Runtime error when deleting the middle node of a linked list

Question

I am working on LeetCode problem 2095. Delete the Middle Node of a Linked List:

You are given the head of a linked list. Delete the middle node, and return the head of the modified linked list.

The middle node of a linked list of size n is the ⌊n / 2⌋^th node from the start using 0-based indexing, where ⌊x⌋ denotes the largest integer less than or equal to x.

• For n = 1, 2, 3, 4, and 5, the middle nodes are 0, 1, 1, 2, and 2, respectively.

This is my code

/**
 * Definition for singly-linked list.
 * struct ListNode {
 *     int val;
 *     ListNode *next;
 *     ListNode() : val(0), next(nullptr) {}
 *     ListNode(int x) : val(x), next(nullptr) {}
 *     ListNode(int x, ListNode *next) : val(x), next(next) {}
 * };
 */
class Solution {
public:
    ListNode* deleteMiddle(ListNode* head) {
        
        ListNode *slow = head ;
        ListNode *fast = head ;
        
        
        if(head==NULL){
            return head ;
        } 
        if(head->next == NULL){
            delete head ;
            return head ;
        }
        
        while(fast->next && fast){
            slow = slow->next ;
            fast = fast->next->next ;
        } 
        
        ListNode *temp = head ;
        
        while(temp->next != slow){
            temp=temp->next ;
        } 
        
        
        temp->next = slow->next ;
        delete slow ;
        
        return head ;
        
        
    }
};

I am getting runtime error as follows:

Line 27: Char 21: runtime error: member access within null pointer of type 'ListNode' (solution.cpp)
SUMMARY: UndefinedBehaviorSanitizer: undefined-behavior prog_joined.cpp:36:21 

What am I doing wrong?

Answer 1

There are two issues:

• After delete head you should not do return head as then you return a reference to freed memory, and the testing platform will certainly access that in order to test the result, leading to undefined behavior (or this error you got). Instead, you should return nullptr

• The while condition should first check that fast is not nullptr before checking what fast->next is, so these conditions should appear in reversed order.

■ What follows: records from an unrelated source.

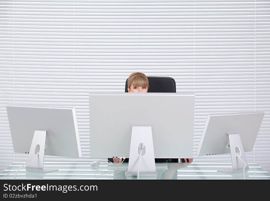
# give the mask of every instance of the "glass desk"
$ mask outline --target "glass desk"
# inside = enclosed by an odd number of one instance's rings
[[[58,170],[44,174],[27,171],[25,166],[18,172],[16,179],[137,179],[127,178],[125,172],[128,164],[100,162],[95,167],[91,162],[45,162],[44,166]],[[13,179],[14,174],[23,162],[14,162],[0,173],[0,179]],[[254,163],[249,163],[245,179],[269,179],[270,174]],[[141,179],[243,179],[243,172],[230,174],[217,171],[231,167],[231,163],[156,163],[157,176],[140,177]]]

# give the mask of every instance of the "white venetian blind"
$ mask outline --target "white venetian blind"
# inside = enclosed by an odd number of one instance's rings
[[[141,71],[195,93],[195,154],[208,113],[265,112],[247,155],[270,171],[269,8],[255,0],[0,1],[0,162],[27,157],[13,151],[10,103],[75,106],[87,160],[88,93],[124,91]]]

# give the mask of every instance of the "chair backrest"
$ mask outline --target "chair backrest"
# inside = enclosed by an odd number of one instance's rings
[[[148,92],[176,93],[174,79],[168,77],[147,77],[149,82]],[[128,91],[128,79],[125,81],[125,92]]]

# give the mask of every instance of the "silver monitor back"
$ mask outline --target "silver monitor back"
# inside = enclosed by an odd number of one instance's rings
[[[133,126],[152,126],[155,158],[191,158],[194,94],[93,93],[90,157],[128,158]]]
[[[198,156],[229,154],[228,133],[239,134],[245,152],[251,151],[264,113],[209,114],[197,151]]]
[[[48,131],[45,155],[79,158],[82,151],[75,108],[6,106],[14,151],[28,153],[35,131]]]

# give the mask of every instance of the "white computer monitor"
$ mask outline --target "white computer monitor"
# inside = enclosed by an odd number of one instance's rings
[[[142,142],[147,144],[148,157],[144,156],[148,159],[142,161],[142,169],[145,162],[154,163],[155,158],[192,158],[195,97],[178,93],[90,93],[91,157],[129,158],[129,166],[133,145],[135,157]]]
[[[44,155],[82,156],[75,108],[13,105],[6,106],[15,153],[29,154],[26,170],[46,172]],[[39,151],[38,155],[35,157]]]
[[[219,171],[233,173],[243,168],[248,171],[248,166],[244,167],[247,164],[245,152],[252,151],[264,115],[263,112],[209,114],[197,155],[230,153],[232,168]]]

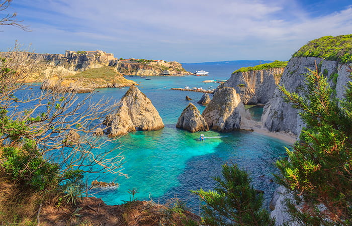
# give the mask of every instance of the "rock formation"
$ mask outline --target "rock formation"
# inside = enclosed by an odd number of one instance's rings
[[[304,75],[309,72],[307,68],[315,69],[315,62],[319,65],[319,71],[330,79],[330,85],[335,86],[336,97],[343,98],[343,86],[347,81],[350,80],[349,73],[345,64],[339,64],[336,61],[323,60],[318,57],[293,57],[283,74],[280,84],[289,91],[302,95],[302,88],[306,85]],[[334,84],[332,80],[335,75],[338,77]],[[281,91],[277,89],[264,107],[261,121],[271,132],[284,132],[298,136],[304,125],[298,113],[297,109],[284,101]]]
[[[135,85],[135,82],[126,79],[115,69],[104,66],[65,76],[52,76],[43,81],[41,88],[84,93],[92,92],[96,88]]]
[[[208,93],[204,93],[203,96],[202,96],[201,99],[200,99],[197,103],[201,105],[206,105],[209,103],[211,100],[211,99],[210,99],[209,94]]]
[[[192,103],[190,103],[182,111],[176,128],[188,130],[191,133],[209,130],[208,124],[200,112]]]
[[[64,55],[0,52],[0,57],[20,57],[24,61],[36,65],[37,71],[29,75],[27,82],[42,82],[53,76],[72,75],[77,72],[108,66],[120,73],[136,75],[184,76],[190,73],[175,61],[120,60],[111,55],[101,51],[76,52],[66,50]]]
[[[215,92],[202,116],[210,129],[229,132],[240,129],[240,112],[244,111],[243,104],[236,90],[224,87]]]
[[[131,86],[121,98],[115,114],[103,124],[110,137],[122,136],[136,130],[157,130],[164,127],[159,113],[150,100],[136,86]]]
[[[234,88],[245,104],[265,104],[273,96],[284,69],[281,67],[235,72],[221,87]]]

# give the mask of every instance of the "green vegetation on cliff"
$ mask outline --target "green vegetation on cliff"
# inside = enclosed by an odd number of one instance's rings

With those fixes it will work.

Still, it is a pity that your code needs yet another pointer (temp) to walk through the list in order to find the node that precedes slow. It would be better to make sure slow is pointing to that preceding node to begin with... then you don't need that extra traversal through the list. You can achieve this by giving fast two steps advantage before starting the (first) loop.

Here is the code with the two problems fixed, and with the improvement I mentioned above:

class Solution {
public:
    ListNode* deleteMiddle(ListNode* head) {
        if (head == nullptr) {
            return nullptr;
        }
        
        if (head->next == nullptr) {
            delete head;
            return nullptr; // Don't return a reference to freed memory!
        }

        ListNode *slow = head;
        // Already advance `fast` with 2 steps, 
        //   so `slow` ends up BEFORE the node to delete
        ListNode *fast = head->next->next; 
        
        // First check that the fast pointer is not nullptr before accessing `->next`
        while (fast && fast->next) { 
            slow = slow->next;
            fast = fast->next->next;
        } 
        
        // No need for `temp` when we make sure `slow` is at the preceding spot
        // Reuse `fast` for referencing the node to delete
        fast = slow->next;
        slow->next = fast->next;
        delete fast;
        
        return head;
    }
};